[PATCH 1/2] namespaces: introduce sys_hijack (v10)

Wed Nov 28 07:00:54 PST 2007

On Tue, 2007-11-27 at 16:38 -0600, Serge E. Hallyn wrote:
> Quoting Stephen Smalley (sds at tycho.nsa.gov):
> > On Tue, 2007-11-27 at 10:11 -0600, Serge E. Hallyn wrote:
> > > Quoting Crispin Cowan (crispin at crispincowan.com):
> > > > Just the name "sys_hijack" makes me concerned.
> > > > 
> > > > This post describes a bunch of "what", but doesn't tell us about "why"
> > > > we would want this. What is it for?
> > > 
> > > Please see my response to Casey's email.
> > > 
> > > > And I second Casey's concern about careful management of the privilege
> > > > required to "hijack" a process.
> > > 
> > > Absolutely.  We're definately still in RFC territory.
> > > 
> > > Note that there are currently several proposed (but no upstream) ways to
> > > accomplish entering a namespace:
> > > 
> > > 	1. bind_ns() is a new pair of syscalls proposed by Cedric.  An
> > > 	nsproxy is given an integer id.  The id can be used to enter
> > > 	an nsproxy, basically a straight current->nsproxy = target_nsproxy;
> > > 
> > > 	2. I had previously posted a patchset on top of the nsproxy
> > > 	cgroup which allowed entering a nsproxy through the ns cgroup
> > > 	interface.
> > > 
> > > There are objections to both those patchsets because simply switching a
> > > task's nsproxy using a syscall or file write in the middle of running a
> > > binary is quite unsafe.  Eric Biederman had suggested using ptrace or
> > > something like it to accomplish the goal.
> > > 
> > > Just using ptrace is however not safe either.  You are inheriting *all*
> > > of the target's context, so it shouldn't be difficult for a nefarious
> > > container/vserver admin to trick the host admin into running something
> > > which gives the container/vserver admin full access to the host.
> > 
> > I don't follow the above - with ptrace, you are controlling a process
> > already within the container (hence in theory already limited to its
> > container), and it continues to execute within that container.  What's
> > the issue there?
> 
> Hmm, yeah, I may have overspoken - I'm not good at making up exploits
> but while I see it possible to confuse the host admin by setting bogus
> environment, I guess there may not be an actual exploit.
> 
> Still after the fork induced through ptrace, we'll have to execute a
> file out of the hijacked process' namespaces and path (unless we get
> *really* 'exotic').  With hijack, execution continues under the caller's
> control, which I do much prefer.
> 
> The remaining advantages of hijack over ptrace (beside "using ptrace for
> that is crufty") are
> 
> 	1. not subject to pid wraparound (when doing hijack_cgroup
> 	   or hijack_ns)
> 	2. ability to enter a namespace which has no active processes

So possibly I'm missing something, but the situation with hijack seems
more exploitable than ptrace to me - you've created a hybrid task with
one foot in current's world (open files, tty, connection to parent,
executable) and one foot in the target's world (namespaces, uid/gid)
which can then be leveraged by other tasks within the target's
world/container as a way of breaking out of the container.  No?

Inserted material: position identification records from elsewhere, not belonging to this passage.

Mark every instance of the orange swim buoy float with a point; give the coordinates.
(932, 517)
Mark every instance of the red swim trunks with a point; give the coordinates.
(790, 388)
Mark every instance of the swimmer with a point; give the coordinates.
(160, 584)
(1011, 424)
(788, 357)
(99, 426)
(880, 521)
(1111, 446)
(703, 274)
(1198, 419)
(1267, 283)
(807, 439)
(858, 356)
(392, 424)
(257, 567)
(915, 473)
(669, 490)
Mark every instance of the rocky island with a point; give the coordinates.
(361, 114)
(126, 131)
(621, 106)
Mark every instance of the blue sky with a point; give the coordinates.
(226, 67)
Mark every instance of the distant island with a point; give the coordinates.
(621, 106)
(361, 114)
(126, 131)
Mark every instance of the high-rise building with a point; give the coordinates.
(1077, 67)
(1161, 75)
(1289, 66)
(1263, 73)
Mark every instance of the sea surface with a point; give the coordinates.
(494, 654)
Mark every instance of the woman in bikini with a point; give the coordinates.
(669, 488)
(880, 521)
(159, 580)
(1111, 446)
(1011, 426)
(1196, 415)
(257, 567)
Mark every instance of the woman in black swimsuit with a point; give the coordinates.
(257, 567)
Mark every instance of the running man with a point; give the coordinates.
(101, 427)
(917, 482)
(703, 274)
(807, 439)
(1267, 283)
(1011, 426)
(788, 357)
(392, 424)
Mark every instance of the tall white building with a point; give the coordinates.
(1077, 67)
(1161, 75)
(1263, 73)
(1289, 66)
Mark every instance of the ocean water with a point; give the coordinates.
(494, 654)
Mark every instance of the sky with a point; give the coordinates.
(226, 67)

> These also highlight selinux issues.  In the case of hijacking an
> empty cgroup, there is no security context (because there is no task) so
> the context of 'current' will be used.  In the case of hijacking a
> populated cgroup, a task is chosen "at random" to be the hijack source.

Seems like you might be better off with a single operation for creating
a new task within a given namespace set / cgroup rather than trying to
handle multiple situations with different semantics / inheritance
behavior.  IOW, forget about hijacking a specific pid or picking a task
at random from a populated cgroup - just always initialize the state of
the newly created task in the same manner based solely on elements of
the caller's state and the cgroup's state.

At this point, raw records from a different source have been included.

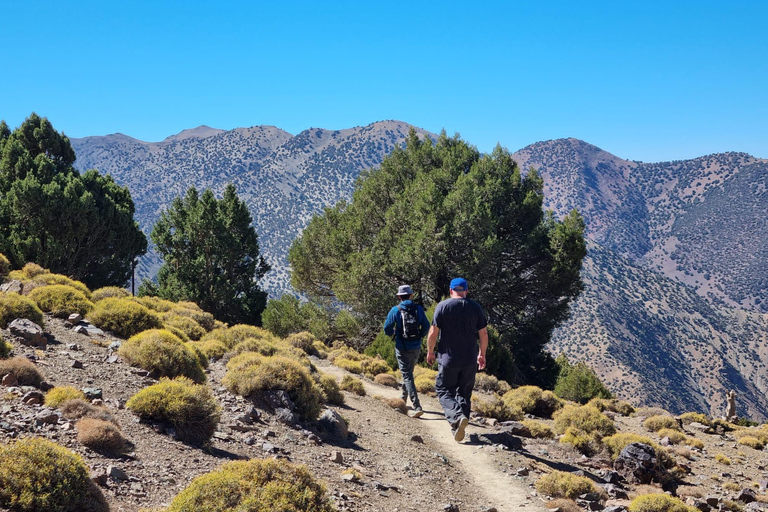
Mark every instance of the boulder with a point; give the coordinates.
(332, 423)
(29, 332)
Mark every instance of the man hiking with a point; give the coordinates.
(458, 322)
(408, 323)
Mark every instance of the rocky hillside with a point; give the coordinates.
(283, 178)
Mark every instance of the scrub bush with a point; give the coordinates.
(353, 385)
(254, 486)
(123, 317)
(13, 306)
(109, 292)
(59, 394)
(39, 475)
(190, 408)
(163, 354)
(99, 435)
(23, 370)
(249, 374)
(560, 484)
(659, 503)
(60, 300)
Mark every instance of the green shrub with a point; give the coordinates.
(560, 484)
(24, 370)
(185, 324)
(60, 394)
(165, 355)
(383, 346)
(353, 385)
(255, 485)
(61, 300)
(331, 389)
(109, 292)
(489, 383)
(191, 408)
(659, 503)
(250, 374)
(539, 429)
(123, 317)
(532, 400)
(303, 341)
(99, 435)
(5, 266)
(585, 418)
(5, 348)
(13, 306)
(39, 475)
(656, 423)
(578, 382)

> So there are two ways to look at deciding which context to use.  Since
> control continues in the original acting process' context, we might
> want the child to continue in its context.  However if the process
> creates any objects in the virtual server, we don't want them
> mislabeled, so we might want the task in the hijacked task's context.

I suspect that we want to continue in the parent's context, and then the
program can always use setfscreatecon() or exec a helper in a different
context if it wants to create files with contexts tailored to the
target.

> Sigh.  So here's why I thought I'd punt on selinux at least until I had
> a working selinux-enforced container/vserver  :)

-- 
Stephen Smalley
National Security Agency